The Thrum and The Thrall
On ViewMarlborough Contemporary
March 22 – April 28, 2018
In The Thrum and The Thrall, writing desks, drawings, taxidermy dogs, hatboxes, glass heads, and other sundry artworks crowd the viewing room at Marlborough Contemporary. Viewers must wind their way through a labyrinth that amounts to a small retrospective of Robin Winters’s long and varied career. Each piece points to another facet of his incredibly diverse practice. The red thread that would make sense of it all lies beyond reach, or so it might seem to anyone unfamiliar with Winters’s life story. His work has always mapped the complex pathways from the private to the public and back, through object making, performance, and collective action. Focusing on both intrapersonal and interpersonal experience, his art exceeds the purely social sphere of relational aesthetics to which critics have often linked him. To truly understand his art is to see that, for Winters, not only is there no separation between life and art, but that making art is an essential activity that binds together the motivations for living: love and work. His challenge to us is to take art that seriously. A wealth of imagery in The Thrum and The Thrall—banners, hats, and drawings—points to his thinking about art as a fundamental medium of exchange between groups and individuals.
The entrance to The Thrum and The Thrall is as good a place as any to start unpacking Winters’s wunderkammer of an exhibition. It has a hanging silkscreen print that faces both in and out of the space, bearing the poetic title The Real Artist Carves Their Dreams in Leaves as They Fall from the Trees, (1986). On both sides are printed the same series of heads and objects, lined up in rows and columns. The images are characteristically Wintersesque with their unsettling mixture of cartoon-like whimsy and bizarre details, such as a woman who wears what appears to be an ape for a hat. The effect derails any attempts to fall back on narratives that would make the images more digestible. Putting each image—be it prosaic, silly, strange, or even sinister—on a par with all the others, Winters passes no judgments but simply bears witness to the dreams of others, as the title of the work suggests. This affirmation, a witnessing through art, is the very process where seeing into the lives of others takes place.

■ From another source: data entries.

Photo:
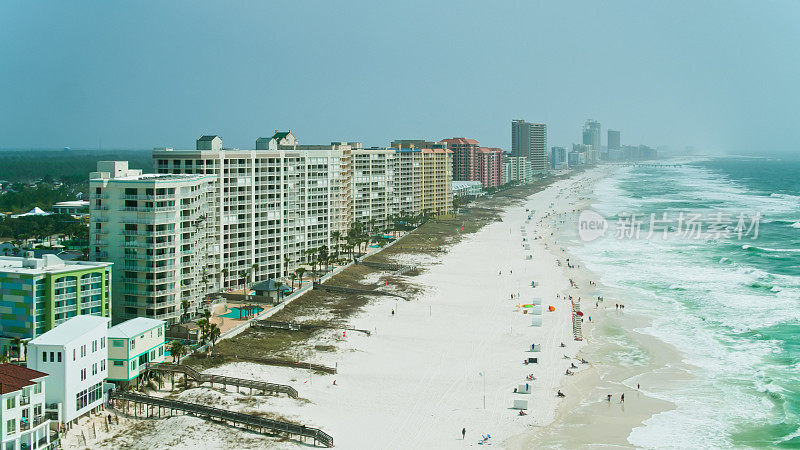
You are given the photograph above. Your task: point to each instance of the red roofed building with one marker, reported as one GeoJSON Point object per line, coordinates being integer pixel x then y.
{"type": "Point", "coordinates": [22, 402]}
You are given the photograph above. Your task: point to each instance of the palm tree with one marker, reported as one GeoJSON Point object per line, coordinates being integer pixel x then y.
{"type": "Point", "coordinates": [176, 350]}
{"type": "Point", "coordinates": [322, 256]}
{"type": "Point", "coordinates": [300, 271]}
{"type": "Point", "coordinates": [243, 276]}
{"type": "Point", "coordinates": [214, 333]}
{"type": "Point", "coordinates": [185, 306]}
{"type": "Point", "coordinates": [335, 236]}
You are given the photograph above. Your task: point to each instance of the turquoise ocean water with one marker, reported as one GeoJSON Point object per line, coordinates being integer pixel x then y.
{"type": "Point", "coordinates": [731, 305]}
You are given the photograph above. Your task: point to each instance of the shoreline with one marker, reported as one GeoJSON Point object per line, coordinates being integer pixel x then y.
{"type": "Point", "coordinates": [427, 370]}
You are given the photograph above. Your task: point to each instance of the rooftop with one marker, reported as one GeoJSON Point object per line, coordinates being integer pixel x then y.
{"type": "Point", "coordinates": [45, 264]}
{"type": "Point", "coordinates": [70, 330]}
{"type": "Point", "coordinates": [134, 327]}
{"type": "Point", "coordinates": [14, 377]}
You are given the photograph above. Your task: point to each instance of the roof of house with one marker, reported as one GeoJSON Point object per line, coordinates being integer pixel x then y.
{"type": "Point", "coordinates": [70, 330]}
{"type": "Point", "coordinates": [460, 141]}
{"type": "Point", "coordinates": [134, 327]}
{"type": "Point", "coordinates": [14, 377]}
{"type": "Point", "coordinates": [269, 285]}
{"type": "Point", "coordinates": [281, 134]}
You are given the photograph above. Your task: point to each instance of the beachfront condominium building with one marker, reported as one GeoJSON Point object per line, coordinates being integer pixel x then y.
{"type": "Point", "coordinates": [464, 154]}
{"type": "Point", "coordinates": [40, 293]}
{"type": "Point", "coordinates": [269, 205]}
{"type": "Point", "coordinates": [248, 215]}
{"type": "Point", "coordinates": [529, 140]}
{"type": "Point", "coordinates": [558, 158]}
{"type": "Point", "coordinates": [519, 168]}
{"type": "Point", "coordinates": [161, 233]}
{"type": "Point", "coordinates": [23, 424]}
{"type": "Point", "coordinates": [74, 354]}
{"type": "Point", "coordinates": [474, 163]}
{"type": "Point", "coordinates": [591, 133]}
{"type": "Point", "coordinates": [613, 140]}
{"type": "Point", "coordinates": [131, 345]}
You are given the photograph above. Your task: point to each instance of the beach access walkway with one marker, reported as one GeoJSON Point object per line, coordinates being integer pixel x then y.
{"type": "Point", "coordinates": [156, 406]}
{"type": "Point", "coordinates": [188, 372]}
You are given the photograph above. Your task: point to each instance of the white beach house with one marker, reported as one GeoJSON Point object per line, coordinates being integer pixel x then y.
{"type": "Point", "coordinates": [22, 421]}
{"type": "Point", "coordinates": [131, 345]}
{"type": "Point", "coordinates": [74, 355]}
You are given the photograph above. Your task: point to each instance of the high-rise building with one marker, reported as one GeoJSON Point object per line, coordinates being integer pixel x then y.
{"type": "Point", "coordinates": [216, 218]}
{"type": "Point", "coordinates": [464, 151]}
{"type": "Point", "coordinates": [474, 163]}
{"type": "Point", "coordinates": [41, 293]}
{"type": "Point", "coordinates": [613, 140]}
{"type": "Point", "coordinates": [558, 157]}
{"type": "Point", "coordinates": [529, 140]}
{"type": "Point", "coordinates": [591, 133]}
{"type": "Point", "coordinates": [161, 233]}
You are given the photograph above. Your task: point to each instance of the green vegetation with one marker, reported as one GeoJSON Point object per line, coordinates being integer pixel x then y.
{"type": "Point", "coordinates": [42, 227]}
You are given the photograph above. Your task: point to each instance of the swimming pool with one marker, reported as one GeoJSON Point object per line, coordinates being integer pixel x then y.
{"type": "Point", "coordinates": [238, 313]}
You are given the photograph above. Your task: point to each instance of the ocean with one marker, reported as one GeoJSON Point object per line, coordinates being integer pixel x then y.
{"type": "Point", "coordinates": [726, 295]}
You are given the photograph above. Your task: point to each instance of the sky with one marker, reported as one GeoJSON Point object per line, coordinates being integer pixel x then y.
{"type": "Point", "coordinates": [717, 75]}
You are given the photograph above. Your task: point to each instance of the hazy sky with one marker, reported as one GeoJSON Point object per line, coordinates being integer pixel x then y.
{"type": "Point", "coordinates": [715, 74]}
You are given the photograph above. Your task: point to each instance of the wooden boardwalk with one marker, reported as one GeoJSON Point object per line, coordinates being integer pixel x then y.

Bearing in mind the role of the artist as witness, the story behind two artworks against the south wall of the space—Hat Boxes from “The Secret Life of Bob-E or Bob-E Behind the Veil,” 1/2, 1974, and Hat Boxes from “The Secret Life of Bob-E or Bob-E Behind the Veil,” 2/2, 1974 —may shed some light on Winters’s fascination with hats. The hatboxes are the byproduct of a performance piece Winters did in 1974. Working on the blind side of a one-way mirror, his alter ego, Bob-E (Bob Everybody?), worked regular eight-hour shifts over the period of a month to make a series of blue and yellow hats as monuments dedicated to everyone in the world. Hats contain heads, which of course contain thoughts, the wellsprings of interiority. Monuments are intended to memorialize, which is to say bear public witness, to a person or an event. However, with the one-way mirror, Winters’s performance made the private activity of Bob-E public, while maintaining the anonymity of the viewing public. Through this inversion, Bob-E’s activity became the public/private exchange where the reality of inner life could take place between everyone. His regular work hours brought Bob-E’s art activity into the realm of labor—in this case a labor of love.
Love, or more precisely, devotion figures prominently in the most moving piece in the show, Night Stand, 2018. It is an installation for a performance, made of two side-by-side writing desks, each decorated with a bronze totemic head, and two chairs facing diagonally. The drawers in each table are slightly open, revealing papers within. Next to each chair is a faithful stuffed dog with a glass hat, because dogs have inner lives too. According the Marlborough Contemporary press release, “Winters … will add … four drawings yearly to go into the drawers of the tables. This drawing addition contribution will continue until the artist’s demise or until the artist is no longer either physically or mentally able to contribute new works.” In this performance work, Winters is making a contract to continue sharing with everyone his latest drawings, the fresh products of his interiority, for as long as he can.
However, there are two desks with drawers and seats, not one. Winters is offering us the chance to share our inner lives with him. It is up to each of us to meet him there.